Oh.  Wasn't sure, since I'd explained the double post. I get it. 

Welcome back from the beach!

Betsy


----------



## JumpingShip (Jun 3, 2010)

Thanks everyone! I just up for notifications. I'm also crying as I see all the great deals I missed.


----------



## 68564 (Mar 17, 2013)

MaryMcDonald said:


> Thanks everyone! I just up for notifications. I'm also crying as I see all the great deals I missed.


Just wait until you get a text saying an awesome deal is coming up, but there is no way you can get to your fire to purchase it in time. Or worse is when an awesome deal comes up, and you try to claim it, just to find out it sold out in seconds. Or you get an error adding it to your cart and before you can get that resolved, the deal is sold out. 

Soon you may wish you did not know about these deals.


----------



## The Hooded Claw (Oct 12, 2009)

VydorScope said:


> Just wait until you get a text saying an awesome deal is coming up, but there is no way you can get to your fire to purchase it in time.
> 
> Soon you may wish you did not know about these deals.

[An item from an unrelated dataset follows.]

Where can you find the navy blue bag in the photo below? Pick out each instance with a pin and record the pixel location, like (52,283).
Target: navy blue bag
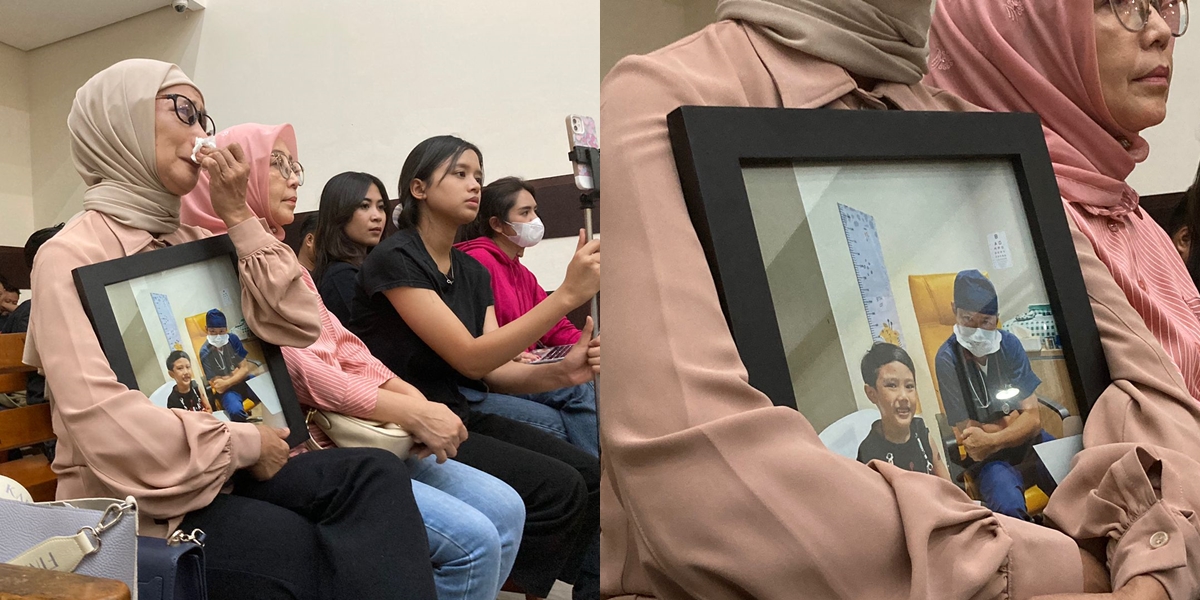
(172,569)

I had this happen when I was traveling in another state without my Fire. Augh!


----------



## KindleGirl (Nov 11, 2008)

We got our Chromebook on Monday and love it! We have various other computers around the house so this one works out great to just basically surf the web. My teenage boys have to turn in their ipads to school over the summer, so this is great for them. I'm glad I got in on this good deal! Figured it would be tough to get so I wasn't holding my breath.


----------